Brazil Allows Anti-LGBTQ Conversion Therapy for First Time in 18 Years

· Updated on May 28, 2018

Brazil’s LGBTQ rights movement experienced a sharp setback this week when a federal judge overturned the country’s ban on anti-gay conversion therapy.

On Tuesday, Judge Waldemar Cláudio de Carvalho ruled in favor of a psychologist whose practice was terminated in 2016 for offering the discredited “gay cure” therapy. Rozangela Justino, an outspoken evangelical Christian has claimed that she feels “directed by God to help people who are homosexual.”

The decision was immediately met with numerous threats of legal challenges. Brazil’s National Lesbian, Gay, Bisexual, and Transgender Alliance and the Federal Council of Psychology claimed they would seek to overturn the ruling in court.

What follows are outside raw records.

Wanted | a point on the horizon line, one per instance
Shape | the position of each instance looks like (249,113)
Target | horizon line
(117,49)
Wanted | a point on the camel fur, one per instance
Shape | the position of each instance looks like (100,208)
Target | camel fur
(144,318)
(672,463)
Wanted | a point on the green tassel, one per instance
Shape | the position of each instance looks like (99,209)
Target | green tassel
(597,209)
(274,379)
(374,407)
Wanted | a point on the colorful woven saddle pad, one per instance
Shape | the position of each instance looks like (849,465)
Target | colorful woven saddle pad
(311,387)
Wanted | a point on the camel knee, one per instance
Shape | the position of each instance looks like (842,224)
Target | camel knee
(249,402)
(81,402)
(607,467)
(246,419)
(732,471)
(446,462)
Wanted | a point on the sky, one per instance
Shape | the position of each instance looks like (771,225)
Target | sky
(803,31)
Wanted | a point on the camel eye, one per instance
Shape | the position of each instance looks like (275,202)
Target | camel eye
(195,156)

The Council further condemned the court’s decision to overturn the ban, which has been on the books since 1999. The group claimed that the ruling “opens the dangerous possibility of the use of sexual reversion therapies.” Rogério Giannini, president of the Council, told reporters, “There is no way to cure what is not a disease.”

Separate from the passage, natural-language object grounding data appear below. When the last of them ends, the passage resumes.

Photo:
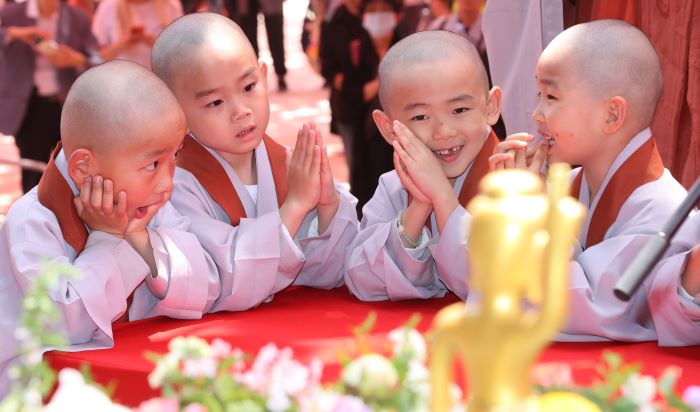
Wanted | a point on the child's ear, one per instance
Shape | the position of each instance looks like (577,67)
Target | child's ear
(616,113)
(263,71)
(493,105)
(384,124)
(81,164)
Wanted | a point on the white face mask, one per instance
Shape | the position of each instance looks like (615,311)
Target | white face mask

Conversion therapy has been denounced by a number of leading international psychological groups, as Human Rights Watch notes in a press release.

The World Psychiatric Association (WPA), which represents psychiatric groups from 118 countries, has called any attempt to “change” the sexual orientation of queer people “wholly unethical.” The Pan-American Health Organization, a program of the United Nations, further claimed that the practice lacks “medical justification” and poses “a serious threat to the health and wellbeing of affected people.”

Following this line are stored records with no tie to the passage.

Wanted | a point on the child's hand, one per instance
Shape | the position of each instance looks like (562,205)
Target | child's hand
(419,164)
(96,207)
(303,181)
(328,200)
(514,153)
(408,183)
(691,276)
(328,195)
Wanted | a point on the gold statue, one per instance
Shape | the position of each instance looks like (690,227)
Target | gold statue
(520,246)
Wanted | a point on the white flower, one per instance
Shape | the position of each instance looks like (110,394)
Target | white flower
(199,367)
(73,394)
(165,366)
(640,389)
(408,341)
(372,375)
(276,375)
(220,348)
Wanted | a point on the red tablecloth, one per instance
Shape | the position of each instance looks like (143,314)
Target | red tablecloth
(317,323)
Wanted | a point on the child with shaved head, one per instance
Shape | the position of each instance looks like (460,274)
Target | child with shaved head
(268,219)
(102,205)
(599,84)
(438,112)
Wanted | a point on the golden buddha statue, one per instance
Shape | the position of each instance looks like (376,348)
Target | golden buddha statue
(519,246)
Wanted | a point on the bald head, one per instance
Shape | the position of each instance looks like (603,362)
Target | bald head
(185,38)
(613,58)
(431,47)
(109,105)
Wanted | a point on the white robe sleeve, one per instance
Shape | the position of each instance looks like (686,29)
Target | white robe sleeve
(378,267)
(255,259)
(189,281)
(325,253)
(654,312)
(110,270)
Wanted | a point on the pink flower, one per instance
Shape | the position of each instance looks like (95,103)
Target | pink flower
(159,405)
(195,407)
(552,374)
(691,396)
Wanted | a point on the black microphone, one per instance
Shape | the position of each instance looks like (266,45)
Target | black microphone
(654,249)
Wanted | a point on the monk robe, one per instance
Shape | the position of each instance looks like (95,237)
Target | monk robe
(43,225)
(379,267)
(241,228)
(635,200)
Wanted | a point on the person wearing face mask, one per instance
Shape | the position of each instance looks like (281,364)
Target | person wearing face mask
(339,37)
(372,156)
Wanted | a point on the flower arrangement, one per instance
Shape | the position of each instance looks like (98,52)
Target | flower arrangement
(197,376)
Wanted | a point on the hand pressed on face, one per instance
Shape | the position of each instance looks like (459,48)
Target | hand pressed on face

Twelve agencies from the World Health Organization called for a formal ban on conversion therapy in 2015, which has often been likened to “torture.”

Brazil’s break with the current medical understanding of LGBTQ identities follows a right-wing turn in the South American country, which has witnessed a retreat into reactionary conservatism over the past year. Rio Mayor Marcelo Crivella, elected earlier this year, believes that homosexuality represents a “terrible evil.”

As of May, 117 LGBTQ people had been murdered in Brazil, one of the most dangerous countries to be openly queer or transgender. Local advocacy groups estimate that a member of the LGBTQ community is killed once every 25 hours in Brazil.

Public figures in South America’s most populous country, which numbers more than 200 million residents, decried the decision on social media.

“The sick ones are those who believe in this grand absurdity,” said Ivete Sangalo, one of Brazil’s most popular singers, in an Instagram post. Anitta, a fellow pop star, added that the fight over conversion therapy is a waste of time in a nation that has bigger issues to address.

“That’s what happens in my country,” the singer said in an Instagram video that has been viewed more than one million times. “People dying, hungry, the government killing the country with corruption, no education, no hospitals, no opportunities and the authorities are wasting their time to announce that homosexuality is a sickness.”

LGBTQ people in Brazil have been protesting the decision under the #curagay hashtag, which translates to “gay cure” in Portuguese.